Het nieuwe traditionele uitgeven
Een auteur die meer wil dan een uitgever, heeft nu aanzienlijk meer middelen tot zijn beschikking dan een decennium geleden. De andere kant is dat uitgevers hun bestsellerauteurs niet graag laten gaan. Dessing: ‘Mizzi van der Pluijm (die na haar vertrek bij Atlas/Contact haar eigen uitgeverij Pluim begon) nam daar wel initiatieven in. Bert Wagendorp, een van de sterauteurs uit haar stal, wilde bijvoorbeeld per se met een externe redacteur werken en dat werd gehonoreerd.’
In Vlaanderen begon de thrillerschrijver Pieter Aspen uit onvrede voor zichzelf, maar marketing en sales liet hij wel bij zijn uitgever.
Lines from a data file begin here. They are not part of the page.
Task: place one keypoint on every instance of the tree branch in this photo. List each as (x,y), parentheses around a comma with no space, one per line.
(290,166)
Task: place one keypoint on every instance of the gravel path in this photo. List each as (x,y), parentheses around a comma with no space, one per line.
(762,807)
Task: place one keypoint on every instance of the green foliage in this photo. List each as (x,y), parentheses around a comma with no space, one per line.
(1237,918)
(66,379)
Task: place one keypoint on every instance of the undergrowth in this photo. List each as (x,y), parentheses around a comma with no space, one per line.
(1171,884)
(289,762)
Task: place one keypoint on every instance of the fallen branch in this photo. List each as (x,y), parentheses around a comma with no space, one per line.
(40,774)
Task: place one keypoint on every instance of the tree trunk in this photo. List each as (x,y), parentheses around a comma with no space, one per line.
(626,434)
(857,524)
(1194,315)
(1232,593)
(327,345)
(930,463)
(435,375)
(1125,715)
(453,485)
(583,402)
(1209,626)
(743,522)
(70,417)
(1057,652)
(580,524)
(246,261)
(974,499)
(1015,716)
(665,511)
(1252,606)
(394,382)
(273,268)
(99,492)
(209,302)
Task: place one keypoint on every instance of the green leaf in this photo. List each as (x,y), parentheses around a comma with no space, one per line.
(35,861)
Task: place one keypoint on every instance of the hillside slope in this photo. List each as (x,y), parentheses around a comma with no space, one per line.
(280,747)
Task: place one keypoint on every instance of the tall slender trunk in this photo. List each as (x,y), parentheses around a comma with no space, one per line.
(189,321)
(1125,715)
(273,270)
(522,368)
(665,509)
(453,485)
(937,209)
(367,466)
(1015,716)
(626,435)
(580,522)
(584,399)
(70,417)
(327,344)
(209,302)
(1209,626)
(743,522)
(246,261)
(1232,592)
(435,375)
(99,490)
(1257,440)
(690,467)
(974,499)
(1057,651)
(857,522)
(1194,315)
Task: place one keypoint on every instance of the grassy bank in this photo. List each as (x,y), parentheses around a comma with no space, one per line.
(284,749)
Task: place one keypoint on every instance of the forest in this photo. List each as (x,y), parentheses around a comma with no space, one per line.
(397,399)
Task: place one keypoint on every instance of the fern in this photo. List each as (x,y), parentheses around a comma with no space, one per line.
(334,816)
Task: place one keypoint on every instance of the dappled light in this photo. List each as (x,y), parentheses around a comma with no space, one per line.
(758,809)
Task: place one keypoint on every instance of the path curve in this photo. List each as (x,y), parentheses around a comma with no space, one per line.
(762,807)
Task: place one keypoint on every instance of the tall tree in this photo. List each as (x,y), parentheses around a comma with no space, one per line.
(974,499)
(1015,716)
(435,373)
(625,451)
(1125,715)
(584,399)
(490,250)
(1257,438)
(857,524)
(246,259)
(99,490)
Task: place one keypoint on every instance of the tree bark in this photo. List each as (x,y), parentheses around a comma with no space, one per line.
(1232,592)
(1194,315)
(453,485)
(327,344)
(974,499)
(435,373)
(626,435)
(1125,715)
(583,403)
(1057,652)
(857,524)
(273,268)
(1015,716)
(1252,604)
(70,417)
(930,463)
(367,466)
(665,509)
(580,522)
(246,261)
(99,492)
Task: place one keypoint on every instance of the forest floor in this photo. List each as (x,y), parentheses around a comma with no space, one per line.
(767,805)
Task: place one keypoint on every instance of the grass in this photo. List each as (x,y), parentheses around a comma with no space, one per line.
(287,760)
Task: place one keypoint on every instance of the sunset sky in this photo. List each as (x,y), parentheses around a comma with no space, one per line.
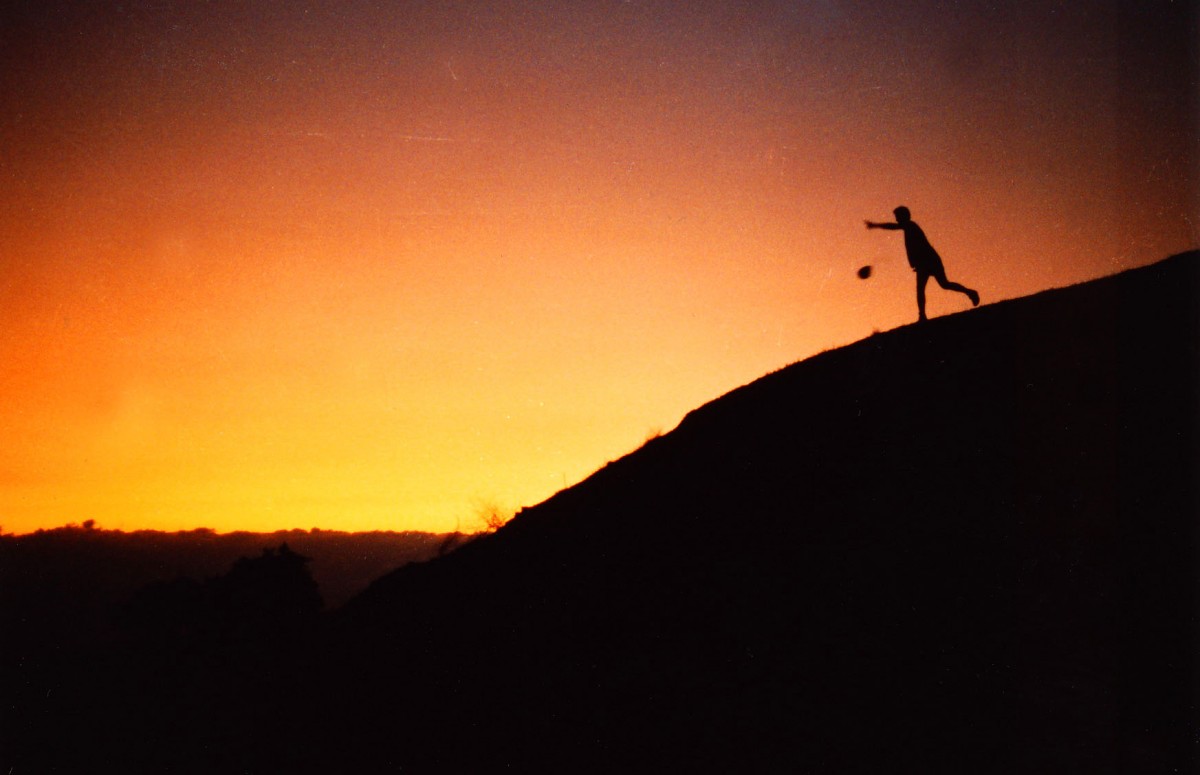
(383,265)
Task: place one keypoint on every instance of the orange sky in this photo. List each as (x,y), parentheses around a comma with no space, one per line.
(325,264)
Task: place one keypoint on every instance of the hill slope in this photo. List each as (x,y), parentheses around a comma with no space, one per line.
(963,545)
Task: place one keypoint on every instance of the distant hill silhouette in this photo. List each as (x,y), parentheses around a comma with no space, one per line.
(966,546)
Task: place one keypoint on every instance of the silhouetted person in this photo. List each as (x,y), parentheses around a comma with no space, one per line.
(923,258)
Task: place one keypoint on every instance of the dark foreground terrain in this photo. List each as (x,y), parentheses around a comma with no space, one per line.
(961,547)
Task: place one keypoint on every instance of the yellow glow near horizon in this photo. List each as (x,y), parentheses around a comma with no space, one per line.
(383,272)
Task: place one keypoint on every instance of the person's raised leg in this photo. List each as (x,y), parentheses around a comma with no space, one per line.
(973,295)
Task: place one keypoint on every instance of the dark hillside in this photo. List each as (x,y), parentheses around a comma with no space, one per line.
(960,547)
(966,546)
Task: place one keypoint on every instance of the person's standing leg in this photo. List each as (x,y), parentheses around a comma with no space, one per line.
(922,278)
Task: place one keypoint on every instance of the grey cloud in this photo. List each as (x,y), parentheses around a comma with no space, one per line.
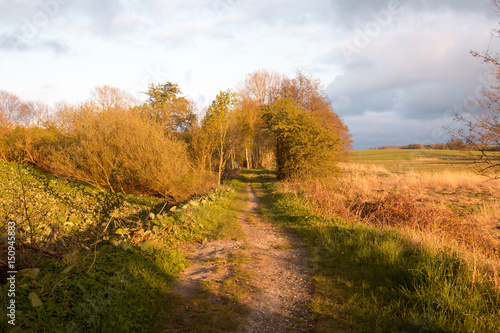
(351,14)
(15,42)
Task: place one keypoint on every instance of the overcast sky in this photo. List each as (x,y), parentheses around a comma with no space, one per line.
(395,70)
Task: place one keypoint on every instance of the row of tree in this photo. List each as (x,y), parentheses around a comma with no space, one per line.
(165,147)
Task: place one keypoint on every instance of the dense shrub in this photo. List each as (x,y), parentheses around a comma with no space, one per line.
(118,150)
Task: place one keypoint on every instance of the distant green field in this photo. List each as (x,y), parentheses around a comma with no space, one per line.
(416,159)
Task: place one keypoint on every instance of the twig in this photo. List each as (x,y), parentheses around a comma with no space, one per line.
(41,249)
(24,202)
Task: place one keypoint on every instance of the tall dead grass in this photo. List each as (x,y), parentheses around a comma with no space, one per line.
(458,210)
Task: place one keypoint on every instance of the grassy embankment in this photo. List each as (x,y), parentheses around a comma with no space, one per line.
(107,261)
(386,261)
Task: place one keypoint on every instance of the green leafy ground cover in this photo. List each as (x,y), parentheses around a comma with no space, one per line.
(374,280)
(117,255)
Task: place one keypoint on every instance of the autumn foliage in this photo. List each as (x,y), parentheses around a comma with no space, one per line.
(163,147)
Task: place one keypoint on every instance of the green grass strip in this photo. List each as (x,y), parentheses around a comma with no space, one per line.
(373,280)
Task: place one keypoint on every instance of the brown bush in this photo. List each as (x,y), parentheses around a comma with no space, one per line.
(118,150)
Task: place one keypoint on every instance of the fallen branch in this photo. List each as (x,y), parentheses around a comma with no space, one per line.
(41,249)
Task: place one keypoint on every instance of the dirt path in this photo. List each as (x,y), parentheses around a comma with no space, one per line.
(278,269)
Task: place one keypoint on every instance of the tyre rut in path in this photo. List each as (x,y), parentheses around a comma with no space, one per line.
(279,268)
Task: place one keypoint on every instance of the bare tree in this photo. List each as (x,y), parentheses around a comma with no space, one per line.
(480,128)
(13,111)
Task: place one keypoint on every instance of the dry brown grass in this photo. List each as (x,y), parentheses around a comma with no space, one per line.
(459,210)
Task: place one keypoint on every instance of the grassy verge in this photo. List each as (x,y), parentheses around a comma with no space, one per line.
(370,279)
(114,257)
(218,306)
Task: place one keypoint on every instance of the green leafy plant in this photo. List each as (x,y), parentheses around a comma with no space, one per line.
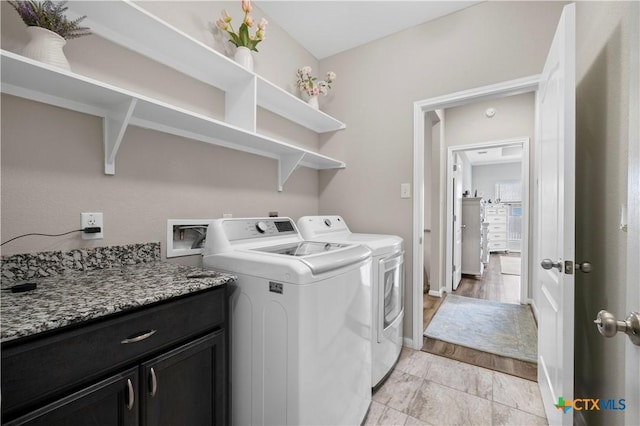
(50,15)
(242,38)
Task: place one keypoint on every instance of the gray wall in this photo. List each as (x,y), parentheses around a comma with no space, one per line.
(602,129)
(484,44)
(52,159)
(485,178)
(514,118)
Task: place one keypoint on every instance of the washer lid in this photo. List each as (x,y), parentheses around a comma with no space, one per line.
(319,257)
(303,248)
Verhoudingen veranderen en zullen meer op maat zijn toegesneden. Het is alleen nog niet zo dat het uitgeven van je eigen werk als vanzelfsprekend tot hogere inkomsten leidt. Je moet behoorlijke investeringen doen, en het is maar de vraag of je die terugverdient. Maar het oude idee dat uitgevers het ondernemersrisico dragen en schrijvers puur leverancier zijn van de grondstof, is aan het kantelen. Van der Pluijm zei daarover onlangs in Boekblad: ‘Ik vind dat een paternalistisch uitgangspunt. Door de technologische veranderingen gaat het ook niet meer op. Schrijvers zijn veel meer ondernemers geworden die niet langer afhankelijk zijn van een uitgeverij om hun werk te verspreiden.’ Het is nog te vroeg om te zeggen dat Van der Pluijm een trendsetter is. Maar dat auteurs een grotere inbreng kunnen hebben en meer zeggenschap over hun geesteskinderen, zoveel staat vast.